Positive control substance(s):

hexyl cinnamic aldehyde (CAS No 101-86-0)

Results and discussion

Positive control results:

SI for the positive control substance α-Hexylcinnamaldehyde, tech., 85%, was 6.08 considered to be a sensitizer under the conditions of the test.

In vivo (LLNA)

Resultsopen allclose all

Cellular proliferation data / Observations:

DISINTEGRATIONS PER MINUTE/NODE: 2681.20, 2451.46, 5594.38 and 8767.15 for Vehicle, 25, 50 and 100%, respectively

STIMULATION INDEX: 0.91, 2.09 and 3.27 for 25, 50 and 100%, respectively

EC3 CALCULATION: EC3 = 50 + [[(3−2.09)/(3.27−2.09)] x (100−50)] = 89
The concentration of test item expected to cause a 3 fold increase in 3HTdR incorporation (EC3 value) was calculated to be 89%.

CLINICAL OBSERVATIONS:
- There were no deaths. No signs of systemic toxicity were noted in the test or control animals during the test.

BODY WEIGHTS
- Body weight change of the test animals between Day 1 and Day 6 was comparable to that observed in the corresponding control group animals over the same period.

Any other information on results incl. tables

Table 7.4.1/1: Disintegrations per Minute, Disintegrations per Minute/Node and Stimulation Index

 

Concentration (% v/v) in acetone/olive oil 4:1	dpm	dpm/nodea	Stimulation Indexb	Result
Vehicle	21449.58	2681.20	NA	NA
25	19611.70	2451.46	0.91	Negative
50	44755.07	5594.38	2.09	Negative
100	70137.23	8767.15	3.27	Positive

 

dpm = Disintegrations per minute

a = Disintegrations per minute/node obtained by dividing the disintegrations per minute value by 8 (total number of lymph nodes)

b = Stimulation Index of 3.0 or greater indicates a positive result

NA = Not applicable

Applicant's summary and conclusion

Interpretation of results:

Category 1B (indication of skin sensitising potential) based on GHS criteria

Conclusions:

Under the test conditions, test item is classified as a skin sensitiser according to the annex VI of the Regulation EC No. 1272/2008 (CLP) and to the GHS.

Executive summary:

A study was performed to assess the skin sensitisation potential of test item in the CBA/CaOlaHsd strain mouse following topical application to the dorsal surface of the ear. The method was conducted according to the OECD test guideline No 429 and in compliance with GLP. 
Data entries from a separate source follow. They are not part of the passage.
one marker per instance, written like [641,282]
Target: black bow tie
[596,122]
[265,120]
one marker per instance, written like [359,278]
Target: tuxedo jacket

Following a preliminary screening test in which no clinical signs of toxicity were noted at a concentration of 100%, this concentration was selected as the highest dose investigated in the main test of the Local Lymph Node Assay. Three groups, each of four animals, were treated with 50 μL (25 μL per ear) of the undiluted test item or the test item as a solution in acetone/olive oil 4:1 at concentrations of 50% or 25% v/v. A further group of four animals was treated with acetone/olive oil 4:1 alone.

 

The animals did not show any signs of systemic toxicity or local skin irritation during the course of the study and no cases of mortality were observed.

 

Disintegrations per minute/node for Vehicle, 25, 50 and 100% were 2681.20, 2451.46, 5594.38 and 8767.15, respectively. Stimulation Indices (S.I.) of 0.91, 2.09 and 3.27 for 25, 50 and 100%, respectively. The concentration of test item expected to cause a 3 fold increase in 3HTdR incorporation (EC3 value) was calculated to be 89%.

 

SI for the positive control substance 25% hexyl cinnamic aldehyde (HCA), was 6.08 which demonstrates the validity of this study.

 

Under the test conditions, test item is classified as a skin sensitiser according to the annex VI of the Regulation EC No. 1272/2008 (CLP) and to the GHS.